Dentists rarely adhered to ADA recommendations to defer treating patients who presented with elevated blood pressure levels, and the procedures were completed without causing measurable harm. The study was published on September 19 in the Journal of Dental Education.
This approach aligns with newer, less restrictive guidelines from the American Heart Association (AHA). Additionally, those patients who had treatment deferred were unlikely to return for dental care with improved blood pressure control or taking new blood pressure medicine, the authors wrote.
“Oral health providers must weigh the risks and benefits of care deferral and can consider an expanded role in hypertension management in dental settings when caring for patients with elevated blood pressure,” wrote the authors, led by Dr. Lisa Simon of the department of general internal medicine and primary care at Brigham and Women's Hospital in Boston.
In the dental setting, blood pressure measurement can be a valuable tool for prompt referral for further diagnosis and treatment. Currently, the ADA recommends that dentists take blood pressure readings at dental visits, and several published resources have recommended dentists postpone treatment for patients with blood pressure levels as low as 160/100 mmHg for elective oral healthcare and 180/110 mmHg for urgent dental treatment.

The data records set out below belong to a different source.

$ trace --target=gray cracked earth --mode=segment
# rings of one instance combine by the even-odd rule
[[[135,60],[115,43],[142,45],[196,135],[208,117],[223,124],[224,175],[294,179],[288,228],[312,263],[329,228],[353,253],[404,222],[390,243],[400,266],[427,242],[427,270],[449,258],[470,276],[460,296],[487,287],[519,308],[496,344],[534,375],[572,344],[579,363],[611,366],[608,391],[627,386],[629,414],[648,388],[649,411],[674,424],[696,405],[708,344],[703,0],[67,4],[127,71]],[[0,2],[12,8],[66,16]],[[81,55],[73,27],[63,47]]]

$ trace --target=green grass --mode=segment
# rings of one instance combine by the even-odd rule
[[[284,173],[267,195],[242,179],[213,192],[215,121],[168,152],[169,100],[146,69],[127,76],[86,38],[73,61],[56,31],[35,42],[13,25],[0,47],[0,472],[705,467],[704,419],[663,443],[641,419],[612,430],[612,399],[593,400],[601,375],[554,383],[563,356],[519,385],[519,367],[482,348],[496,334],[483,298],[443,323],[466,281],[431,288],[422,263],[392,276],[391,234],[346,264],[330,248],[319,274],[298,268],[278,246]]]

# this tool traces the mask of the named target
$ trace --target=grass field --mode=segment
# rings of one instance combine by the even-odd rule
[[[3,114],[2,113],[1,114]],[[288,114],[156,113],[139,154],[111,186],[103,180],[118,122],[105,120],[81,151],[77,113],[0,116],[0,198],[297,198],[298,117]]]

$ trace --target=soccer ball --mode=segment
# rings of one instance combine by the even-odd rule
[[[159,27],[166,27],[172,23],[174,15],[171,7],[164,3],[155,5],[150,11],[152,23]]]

In addition to previous research showing no evidence supporting deferring dental treatment for incidentally detected high blood pressure, the AHA Guideline on Preoperative Cardiovascular Evaluation and Management of Patients Undergoing Noncardiac Surgery also takes a slightly different stance. Patients with medically optimized heart disease who remain asymptomatic don’t need additional evaluation for low-risk surgeries, including tooth extractions. Also, the AHA recommends deferring surgery at a much higher threshold than the ADA at 180/110 mmHg, according to the study.
To explore the rates of hypertension and treatment deferral at a dental school clinic, a retrospective study was conducted. Data was extracted from a chart review of 26,821 patients who sought treatment at a clinic. Differences in dental procedures, the time between visits, and the number of antihypertensive medications were calculated between patients with and without a blood pressure reading that exceeded the ADA’s guidelines for elective treatment, according to the study.
Of the patients, 1,265 (4%) had blood pressure readings that were above the ADA’s guidelines for proceeding with dental treatment. These were patients with a blood pressure reading over 160/100 mmHg. Only 4% of these patients had a procedure deferred, the authors wrote.
For those that did have treatment postponed, the average number of days until the next visit was 88 days (95% confidence interval, 77 to 98 days), they wrote. The study had limitations, including that it was a single-site study, limiting generalizability, they wrote.
In the future, researchers should build on these findings to better understand the frequency of treatment deferral for elevated blood pressure in various dental settings, as well as the possible risks and benefits of postponing care, Simon et al wrote.
“Dental providers are encouraged to obtain a comprehensive history and physical examination and understand a patient’s functional status to best ascertain a patient’s risk when presenting for dental work,” they wrote.